Seduto  su una poltrona in mogano, con le braccia appoggiate rigorosamente ai braccioli e le gambe allungate l'una sopra l'altra, stringeva tra le mani un  bicchiere di cristallo soffiato. Sebbene la scrivania fosse a pochi metri, questi aveva adagiato la bottiglia del liquore sul pavimento, così che anche con una sola mano, avrebbe potuto afferrarla e riempire nuovamente. Aveva scelto un parfait amour un tipo di liquore che nasceva dall'infusione di fiori tra i più antichi di Francia. In cui petali di rose e violette, camomilla si mischiavano  alle spezie dolci come il coriandolo o la cannella, ne veniva fuori una mistura rosea che risultava gradevole non solo nel sapore ma anche nell'aspetto.  Ogni tanto faceva roteare lentamente il liquido rosato e dopo averne ispirato l'essenza, lo accompagnava alla bocca, facendo una smorfia. Stringeva gli occhi  tanto era forte e buttava giù il sorso, tirando indietro la testa. Poi sbuffava. Il suo animo era tormentato e più l'alcol si impossessava del suo corpo, più la mente era ottenebrata, più il rimorso cresceva. Avrebbe voluto non trattenersi su quella terrazza. Eppure lo aveva fatto e questo era un fatto strano.Cosa l'aveva spinto a fermarsi? Perché temeva quella donna?Il suo giudizio? 

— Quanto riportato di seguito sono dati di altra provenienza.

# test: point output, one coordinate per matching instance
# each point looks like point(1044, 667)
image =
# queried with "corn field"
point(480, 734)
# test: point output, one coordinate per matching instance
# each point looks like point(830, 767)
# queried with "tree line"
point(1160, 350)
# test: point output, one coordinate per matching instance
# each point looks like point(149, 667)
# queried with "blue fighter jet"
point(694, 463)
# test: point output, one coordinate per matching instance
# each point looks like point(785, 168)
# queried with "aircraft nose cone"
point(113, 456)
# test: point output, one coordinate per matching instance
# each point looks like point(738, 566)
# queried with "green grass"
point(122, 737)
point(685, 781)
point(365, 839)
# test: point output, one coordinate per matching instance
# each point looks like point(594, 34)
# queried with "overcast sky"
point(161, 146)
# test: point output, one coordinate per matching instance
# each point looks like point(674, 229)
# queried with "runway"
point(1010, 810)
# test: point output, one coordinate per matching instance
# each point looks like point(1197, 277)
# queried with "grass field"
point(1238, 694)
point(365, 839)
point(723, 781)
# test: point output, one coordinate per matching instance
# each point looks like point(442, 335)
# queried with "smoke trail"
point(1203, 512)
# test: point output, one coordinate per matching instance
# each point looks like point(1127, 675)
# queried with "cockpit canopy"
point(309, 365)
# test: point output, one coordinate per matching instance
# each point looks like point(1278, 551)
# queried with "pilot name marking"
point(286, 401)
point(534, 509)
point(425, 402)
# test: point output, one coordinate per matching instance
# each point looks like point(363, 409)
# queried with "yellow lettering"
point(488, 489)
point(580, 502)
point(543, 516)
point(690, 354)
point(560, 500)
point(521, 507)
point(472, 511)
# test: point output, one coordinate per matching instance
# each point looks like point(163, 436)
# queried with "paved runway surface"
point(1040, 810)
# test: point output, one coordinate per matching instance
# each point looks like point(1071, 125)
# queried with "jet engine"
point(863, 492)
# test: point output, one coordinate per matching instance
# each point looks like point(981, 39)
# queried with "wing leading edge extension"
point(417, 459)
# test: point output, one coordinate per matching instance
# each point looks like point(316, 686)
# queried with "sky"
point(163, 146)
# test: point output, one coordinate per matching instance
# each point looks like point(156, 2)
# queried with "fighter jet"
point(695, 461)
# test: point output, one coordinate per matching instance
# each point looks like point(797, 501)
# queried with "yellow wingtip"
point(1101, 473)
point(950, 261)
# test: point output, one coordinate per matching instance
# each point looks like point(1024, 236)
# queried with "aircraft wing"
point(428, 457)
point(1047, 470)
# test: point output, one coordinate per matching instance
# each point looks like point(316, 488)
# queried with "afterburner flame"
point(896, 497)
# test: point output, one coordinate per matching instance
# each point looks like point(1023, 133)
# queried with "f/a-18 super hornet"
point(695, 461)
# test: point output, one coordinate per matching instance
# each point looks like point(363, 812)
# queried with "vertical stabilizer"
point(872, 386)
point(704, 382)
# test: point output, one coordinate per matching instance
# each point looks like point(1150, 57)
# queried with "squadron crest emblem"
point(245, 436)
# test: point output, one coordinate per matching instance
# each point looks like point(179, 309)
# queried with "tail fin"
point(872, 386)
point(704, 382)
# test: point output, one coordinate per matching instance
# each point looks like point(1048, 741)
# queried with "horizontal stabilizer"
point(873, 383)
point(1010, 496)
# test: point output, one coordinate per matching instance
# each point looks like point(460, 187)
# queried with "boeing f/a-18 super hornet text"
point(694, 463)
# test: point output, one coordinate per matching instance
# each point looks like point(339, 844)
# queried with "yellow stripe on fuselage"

Ad un tratto, il rombo di un tuono lontano, illuminò il cielo plumbeo. Tutto intorno il buio pesto, colorò le pareti della stanza ed un vento gelido, soffiò sulle candele che immediatamente rilasciarono una leggera traccia di fumo che si dissolse quando un odore, nauseabondo ,di carne putrefatta, invase le narici del poveretto.
Chiamò a voce alta qualche nome ma il solo suono che udì, fu quello del silenzio.
Gli sembrò di essere rimasto solo nel Palazzo tanto che il cuore si agitò nel petto. Quindi si alzò di scatto e dirigendosi verso la porta d'ingresso notò che il pomolo era diventato incandescente. Al limite dello stupore, si spinse oltre la porta ed improvvisamente, figure alate, apparvero innanzi a lui. Non ebbe paura,anzi, ne rimase incantato dal piumaggio lungo e colorato: sfumature di porpora coloravano la loro coda, mentre il tronco  di un brillante arancione, avanzava lentamente verso il capo, in una perfetta fusione cromatica del bianco ed il giallo, dando vita, ad un indefinito colore paglierino.
Si voltò incuriosito da quelle strane creature. Ne osservò la fattezze, la fusione, poi voltandosi intraprese a camminare verso la loro destra, tanto erano enormi. La curiosità lo stava divorando: voleva ad ogni costo guardarli in volto ma più camminava e più gli sembrava che questi si allungassero verso l'alto e non c'era modo di scoprirne lo sguardo, anzi, quando fu sul punto di farlo, un bagliore accecante, richiamò la sua attenzione.
Si spinse allora verso le scale. Alzò il mento  per spiare quella scia ma non appena la mano si posò sul corrimano, la terra tremò e subito pezzi di pietra infuocata, iniziarono a precipitare con violenza verso il basso.
  Provò a mettersi in salvo ma non appena oltrepassò il terzo scalino, quegli uccelli riapparirono davanati a lui e subito un rumore di pesanti catene, echeggiò come un avvertimento minaccioso ed inquietante.
Dalla terra una profonda voragine si aprì e ne venne fuori lava incandescente. A quella vista, la paura s'impossessò del suo corpo ma non della sua mente ancora stranamente lucida. Adocchiò una via di fuga e iniziò a correre. Lo fece per alcuni metri poi nuovamente, quegli uccelli, si materializzarono stavolta nelle loro reali fattezze e subito sbarre dorate lo ingabbiarono e fu solo allora che vide in faccia quei mostri. I loro visi erano sfegiati, i loro occhi iniettati di sangue ma quello che gli fece mancare l'aria fu il loro verso. Un cigolio acuto, cadenzato, persistente. Coprì le orecchie ma quello stridio era così intenso che pure quelle sbarre si frantumarono in mille scheggie di vetro che gli si conficcarono nella pelle trapassandola e lacerandola. Cadde a terra ma immediatanente il terreno divenne più paludoso e dal fango emersero corpi di cadaveri in disfacimento.
Nel vederli pianse,pianse amaramente ma quelli ignorando le suppliche avvicinandosi l'accerchiarono. Si misero uno alle spalle dell'altro ed allungando prima una mano, poi l'altra tentarono di sfiorargli il viso producendo fastidiosi lamenti. <Qualcuno mi aiuti!> Urlò ma quelli divennero ancora più insidiosi e non potendo più fare alcuno sforzo si arrese..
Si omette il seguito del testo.